見せ物

 最近「ワイオミング生まれの宇宙飛行士」というSF小説という小説を読んでいる。すごくいい話だから今度書こうと思うんだけど、この話のなかで
「ディオンヌ家の五つ子」
の話題が出てくる。ディオンヌ家の五つ子とは、1934年にカナダで生まれた五つ子のこと。当時では五つ子というのはとても珍しくて、すぐに誕生のニュースが国中を駆け回り、五つ子を見るためだけに世界中から集まった。金の臭いを感じた州政府は両親から子供たちを離し、見せ物小屋を作って見物人から金をとってずいぶんと儲けたと言われている。ピークで一ヶ月に10万人が見たっていうから、よっぽどの騒ぎである。両親も儲かった話もあり、当時としては当たり前でも、現代では間違いなく人権侵害にあたるよね。

もう一つ
 キューバ革命で有名なチェ・ゲバラ。一緒に戦い革命を成就させた友人の中にカミロ・シエンフェゴスという人がいる。二人の仲の良さは良く描かれるんだけど、この前見た映画の中にはこういうシーンがある。ゲバラとカミロが戦いに出向く前に地べたに座りながら一緒に葉巻を吸っている。で、カミロがゲバラに言う。
「いいことを思いついた。この戦争が終わったら檻を作って、その中にお前を入れて全国を回ることにする。
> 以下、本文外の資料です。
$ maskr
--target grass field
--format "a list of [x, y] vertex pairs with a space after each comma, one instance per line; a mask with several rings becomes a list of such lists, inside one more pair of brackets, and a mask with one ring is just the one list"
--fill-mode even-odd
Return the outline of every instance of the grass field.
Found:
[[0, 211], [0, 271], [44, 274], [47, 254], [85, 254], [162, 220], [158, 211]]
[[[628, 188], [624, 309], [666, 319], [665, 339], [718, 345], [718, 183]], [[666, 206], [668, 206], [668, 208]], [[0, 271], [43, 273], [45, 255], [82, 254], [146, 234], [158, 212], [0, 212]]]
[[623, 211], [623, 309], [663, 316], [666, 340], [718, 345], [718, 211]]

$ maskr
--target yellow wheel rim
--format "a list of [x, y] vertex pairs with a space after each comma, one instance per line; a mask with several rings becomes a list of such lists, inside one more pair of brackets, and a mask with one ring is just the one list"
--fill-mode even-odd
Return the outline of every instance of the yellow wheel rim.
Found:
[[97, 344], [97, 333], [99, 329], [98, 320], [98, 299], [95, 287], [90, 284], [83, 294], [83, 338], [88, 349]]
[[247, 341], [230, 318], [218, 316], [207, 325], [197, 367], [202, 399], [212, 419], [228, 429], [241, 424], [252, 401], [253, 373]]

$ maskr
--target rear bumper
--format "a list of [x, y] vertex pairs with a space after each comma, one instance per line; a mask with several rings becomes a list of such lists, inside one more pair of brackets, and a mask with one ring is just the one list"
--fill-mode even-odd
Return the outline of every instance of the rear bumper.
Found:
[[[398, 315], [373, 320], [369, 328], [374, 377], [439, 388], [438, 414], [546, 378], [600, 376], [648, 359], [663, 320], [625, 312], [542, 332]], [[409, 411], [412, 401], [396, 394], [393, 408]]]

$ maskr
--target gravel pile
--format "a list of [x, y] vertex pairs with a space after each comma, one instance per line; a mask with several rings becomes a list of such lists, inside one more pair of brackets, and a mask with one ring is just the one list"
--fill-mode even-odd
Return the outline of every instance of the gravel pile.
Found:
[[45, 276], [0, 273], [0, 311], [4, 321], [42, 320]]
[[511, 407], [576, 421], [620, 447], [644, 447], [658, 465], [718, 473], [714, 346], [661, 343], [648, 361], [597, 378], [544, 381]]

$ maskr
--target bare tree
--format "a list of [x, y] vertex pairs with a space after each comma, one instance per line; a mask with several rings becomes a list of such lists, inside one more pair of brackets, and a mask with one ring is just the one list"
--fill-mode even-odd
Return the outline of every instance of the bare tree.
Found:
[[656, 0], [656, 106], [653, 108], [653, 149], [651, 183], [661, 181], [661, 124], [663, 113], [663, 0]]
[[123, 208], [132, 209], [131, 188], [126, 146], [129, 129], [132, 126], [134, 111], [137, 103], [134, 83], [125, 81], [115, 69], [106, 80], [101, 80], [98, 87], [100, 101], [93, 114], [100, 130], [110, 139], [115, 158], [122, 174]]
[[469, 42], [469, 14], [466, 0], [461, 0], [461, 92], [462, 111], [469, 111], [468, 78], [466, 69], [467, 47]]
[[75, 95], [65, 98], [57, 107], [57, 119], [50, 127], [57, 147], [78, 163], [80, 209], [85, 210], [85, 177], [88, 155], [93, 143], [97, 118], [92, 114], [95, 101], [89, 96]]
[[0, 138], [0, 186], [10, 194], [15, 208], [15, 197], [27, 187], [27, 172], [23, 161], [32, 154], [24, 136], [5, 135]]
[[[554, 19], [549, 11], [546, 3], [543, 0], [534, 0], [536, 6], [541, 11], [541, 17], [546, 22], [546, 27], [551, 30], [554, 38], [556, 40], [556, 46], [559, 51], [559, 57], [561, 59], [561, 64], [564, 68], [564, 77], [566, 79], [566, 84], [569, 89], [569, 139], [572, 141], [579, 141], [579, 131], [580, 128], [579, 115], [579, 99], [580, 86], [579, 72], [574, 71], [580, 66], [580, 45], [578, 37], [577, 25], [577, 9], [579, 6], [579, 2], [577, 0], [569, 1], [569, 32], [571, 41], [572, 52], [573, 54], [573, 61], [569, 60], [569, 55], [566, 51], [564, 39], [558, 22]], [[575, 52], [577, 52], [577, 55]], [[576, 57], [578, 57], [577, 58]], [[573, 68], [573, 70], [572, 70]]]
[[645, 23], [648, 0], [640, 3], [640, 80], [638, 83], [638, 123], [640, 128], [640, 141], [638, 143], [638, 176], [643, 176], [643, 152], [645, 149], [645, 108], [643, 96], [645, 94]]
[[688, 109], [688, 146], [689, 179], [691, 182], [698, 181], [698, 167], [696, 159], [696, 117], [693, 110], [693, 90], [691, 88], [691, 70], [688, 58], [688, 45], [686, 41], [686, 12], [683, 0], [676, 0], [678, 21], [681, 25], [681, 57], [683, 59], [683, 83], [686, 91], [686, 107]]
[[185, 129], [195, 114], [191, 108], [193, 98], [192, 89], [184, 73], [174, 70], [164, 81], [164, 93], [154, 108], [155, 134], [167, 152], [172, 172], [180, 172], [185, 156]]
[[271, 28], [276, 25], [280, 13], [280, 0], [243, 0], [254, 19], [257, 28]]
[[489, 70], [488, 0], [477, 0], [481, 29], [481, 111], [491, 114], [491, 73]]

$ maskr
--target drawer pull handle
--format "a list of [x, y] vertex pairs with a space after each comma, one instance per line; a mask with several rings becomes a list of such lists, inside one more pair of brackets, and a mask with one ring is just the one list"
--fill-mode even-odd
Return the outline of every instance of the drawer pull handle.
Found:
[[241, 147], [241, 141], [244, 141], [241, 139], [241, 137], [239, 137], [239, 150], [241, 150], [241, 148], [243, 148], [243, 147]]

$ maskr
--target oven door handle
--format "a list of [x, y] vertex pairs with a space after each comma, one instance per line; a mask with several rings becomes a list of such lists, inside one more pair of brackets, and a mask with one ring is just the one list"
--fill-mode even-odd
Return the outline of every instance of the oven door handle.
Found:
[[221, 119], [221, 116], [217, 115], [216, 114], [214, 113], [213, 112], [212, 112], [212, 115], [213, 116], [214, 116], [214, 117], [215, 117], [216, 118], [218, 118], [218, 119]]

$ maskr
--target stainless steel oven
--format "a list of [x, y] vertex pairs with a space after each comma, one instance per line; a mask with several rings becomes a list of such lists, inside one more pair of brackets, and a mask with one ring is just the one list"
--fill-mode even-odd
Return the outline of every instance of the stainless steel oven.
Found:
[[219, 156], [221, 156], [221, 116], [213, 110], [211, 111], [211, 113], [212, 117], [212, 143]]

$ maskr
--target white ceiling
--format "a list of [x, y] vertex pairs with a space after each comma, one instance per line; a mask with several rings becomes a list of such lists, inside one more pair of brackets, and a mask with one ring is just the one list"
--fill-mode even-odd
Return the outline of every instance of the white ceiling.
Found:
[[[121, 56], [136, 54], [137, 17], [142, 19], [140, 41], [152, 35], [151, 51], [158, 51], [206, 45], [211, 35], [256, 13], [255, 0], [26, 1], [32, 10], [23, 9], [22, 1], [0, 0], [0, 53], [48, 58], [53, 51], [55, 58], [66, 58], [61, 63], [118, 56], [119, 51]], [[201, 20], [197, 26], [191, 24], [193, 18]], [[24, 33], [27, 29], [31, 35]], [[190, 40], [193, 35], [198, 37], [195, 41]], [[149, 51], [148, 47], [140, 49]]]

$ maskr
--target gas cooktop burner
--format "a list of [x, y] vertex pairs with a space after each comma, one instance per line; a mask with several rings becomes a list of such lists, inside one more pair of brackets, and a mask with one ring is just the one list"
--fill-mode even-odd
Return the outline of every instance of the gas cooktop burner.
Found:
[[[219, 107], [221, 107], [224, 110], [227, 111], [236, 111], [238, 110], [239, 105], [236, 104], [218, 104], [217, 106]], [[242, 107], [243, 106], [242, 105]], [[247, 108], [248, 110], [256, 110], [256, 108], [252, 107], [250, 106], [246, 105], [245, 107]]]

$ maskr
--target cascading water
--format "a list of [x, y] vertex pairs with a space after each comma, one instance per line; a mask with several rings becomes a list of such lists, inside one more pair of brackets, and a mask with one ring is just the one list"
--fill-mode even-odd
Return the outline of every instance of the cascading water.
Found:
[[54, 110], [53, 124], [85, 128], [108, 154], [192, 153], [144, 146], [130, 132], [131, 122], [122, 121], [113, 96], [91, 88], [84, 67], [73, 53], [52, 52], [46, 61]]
そうすれば俺も億万長者だ」
というのだ。

 僕が子供時代にはまだかすかに残っていたと思うけど、見せ物小屋という娯楽は昔はあったらしい。街から街へと流れてはテントを立て、蛇女とか小人とか、奇形動物(頭が二つある蛇とか)怪しげで不思議なモノを見せていたらしい。女性が蛇を頭から食いちぎって食べる、という見せ物小屋の映像は見たことあるけど、その暗く、非日常的な雰囲気になんとなく憧れがあるんだよね。ディオンヌ家の五つ子でもゲバラでもなんでも良いけど、とりあえず見てみたいという好奇心をこれ以上ないぐらいに刺激してくるよね、見世物小屋って言葉は。